Mikhailov Nikita, V Mamontov Oleg, A Kamshilin Alexei, Giniatullin Rashid
Department of Neurobiology, University of Eastern Finland, 70210 Kuopio, Finland.
Department of Circulation Physiology, Federal Almazov North-West Medical Research Centre, St. Petersburg, 197341, Russia.
Anesth Pain Med. 2016 Dec 18;7(1):e42210. doi: 10.5812/aapm.42210. eCollection 2017 Feb.
Migraine mechanisms remain largely uncovered for various reasons including a very high complexity of the neurophysiological mechanisms implicated in this disorder and a plethora of endogenous biologically active compounds involved in the pathological process. The functional role of parasympathetic innervation of meninges and cholinergic mechanisms of migraine are among little explored issues despite multiple evidence indirectly indicating the role of acetylcholine (ACh) and its analogues in migraine and other types of headache. In the current short review, we discuss morphological, functional, and clinical issues related to the role of ACh and its analogues such as carbachol and nicotine in this most common neurological disorder.
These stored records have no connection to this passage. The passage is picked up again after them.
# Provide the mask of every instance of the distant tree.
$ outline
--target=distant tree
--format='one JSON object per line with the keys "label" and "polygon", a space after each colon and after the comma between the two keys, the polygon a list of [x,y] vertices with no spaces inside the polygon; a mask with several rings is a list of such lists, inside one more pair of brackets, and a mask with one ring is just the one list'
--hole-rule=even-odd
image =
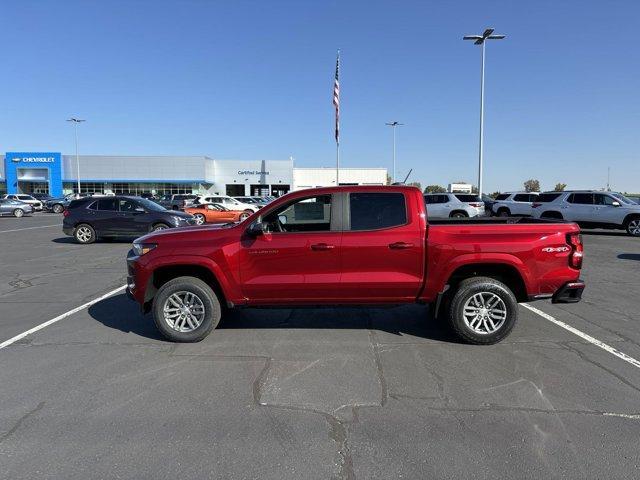
{"label": "distant tree", "polygon": [[564,189],[567,188],[566,183],[556,183],[556,186],[553,187],[554,192],[564,192]]}
{"label": "distant tree", "polygon": [[493,192],[493,193],[490,193],[490,194],[489,194],[489,196],[490,196],[491,198],[493,198],[494,200],[496,199],[496,197],[497,197],[498,195],[500,195],[500,192]]}
{"label": "distant tree", "polygon": [[410,187],[418,187],[418,190],[422,190],[422,184],[420,182],[410,182],[407,183]]}
{"label": "distant tree", "polygon": [[387,185],[391,185],[391,175],[387,173]]}
{"label": "distant tree", "polygon": [[478,193],[478,187],[476,187],[475,185],[471,186],[471,193]]}
{"label": "distant tree", "polygon": [[526,192],[539,192],[540,182],[534,178],[530,178],[529,180],[524,182],[524,190]]}
{"label": "distant tree", "polygon": [[424,193],[445,193],[446,191],[447,189],[440,185],[427,185],[424,188]]}

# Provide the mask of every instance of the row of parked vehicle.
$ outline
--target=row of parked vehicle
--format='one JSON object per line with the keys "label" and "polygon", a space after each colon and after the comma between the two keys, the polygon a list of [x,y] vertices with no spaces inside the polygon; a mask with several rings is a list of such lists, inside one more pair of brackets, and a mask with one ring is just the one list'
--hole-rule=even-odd
{"label": "row of parked vehicle", "polygon": [[483,215],[568,220],[584,228],[626,230],[640,236],[640,204],[617,192],[507,192],[495,199],[461,193],[424,195],[430,218]]}

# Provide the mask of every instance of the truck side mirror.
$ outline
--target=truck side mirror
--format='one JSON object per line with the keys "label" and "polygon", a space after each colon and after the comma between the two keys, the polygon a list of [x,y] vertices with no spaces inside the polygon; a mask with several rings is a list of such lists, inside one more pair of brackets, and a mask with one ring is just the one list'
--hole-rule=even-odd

In the present work, studies published from 1953 to 2016 were investigated. Literature was searched with following keywords: acetylcholine (ACh), carbachol, nicotine, parasympathetic, mast cells, vasoactive intestinal polypeptide (VIP), and pituitary adenylate cyclase-activating polypeptide (PACAP).
Parasympathetic fibers originated from SPG and trigeminal nerves can interact at the level of meninges which is considered to be the origin site of migraine pain. Here, in dura mater, ACh, VIP, and PACAP released by parasympathetic afferents can both affect mast cells provoking its degranulation and additional release of neurotransmitters, or they can directly affect trigeminal nerves inducing nociception.
In summary, cholinergic mechanisms in migraine and other types of headache remain little elucidated and future studies should clarify the role of parasympathetic nerves and molecular mechanisms of cholinergic modulation within the nociceptive system.
偏头痛的机制在很大程度上仍未明了,原因包括该疾病涉及的神经生理机制非常复杂,以及病理过程中涉及大量内源性生物活性化合物。尽管有多项证据间接表明乙酰胆碱(ACh)及其类似物在偏头痛和其他类型头痛中的作用,但脑膜副交感神经支配的功能作用以及偏头痛的胆碱能机制仍是研究较少的问题。在本简短综述中,我们讨论了与ACh及其类似物(如卡巴胆碱和尼古丁)在这种最常见的神经系统疾病中的作用相关的形态学、功能和临床问题。
在本研究中,对1953年至2016年发表的研究进行了调查。使用以下关键词搜索文献:乙酰胆碱(ACh)、卡巴胆碱、尼古丁、副交感神经、肥大细胞、血管活性肠肽(VIP)和垂体腺苷酸环化酶激活肽(PACAP)。
起源于蝶腭神经节(SPG)和三叉神经的副交感神经纤维可在脑膜水平相互作用,而脑膜被认为是偏头痛疼痛的起源部位。在硬脑膜中,副交感神经传入纤维释放的ACh、VIP和PACAP既能影响肥大细胞,引发其脱颗粒并额外释放神经递质,也能直接影响三叉神经,诱导伤害感受。
总之,偏头痛和其他类型头痛中的胆碱能机制仍未完全阐明,未来的研究应阐明副交感神经的作用以及伤害感受系统内胆碱能调节的分子机制。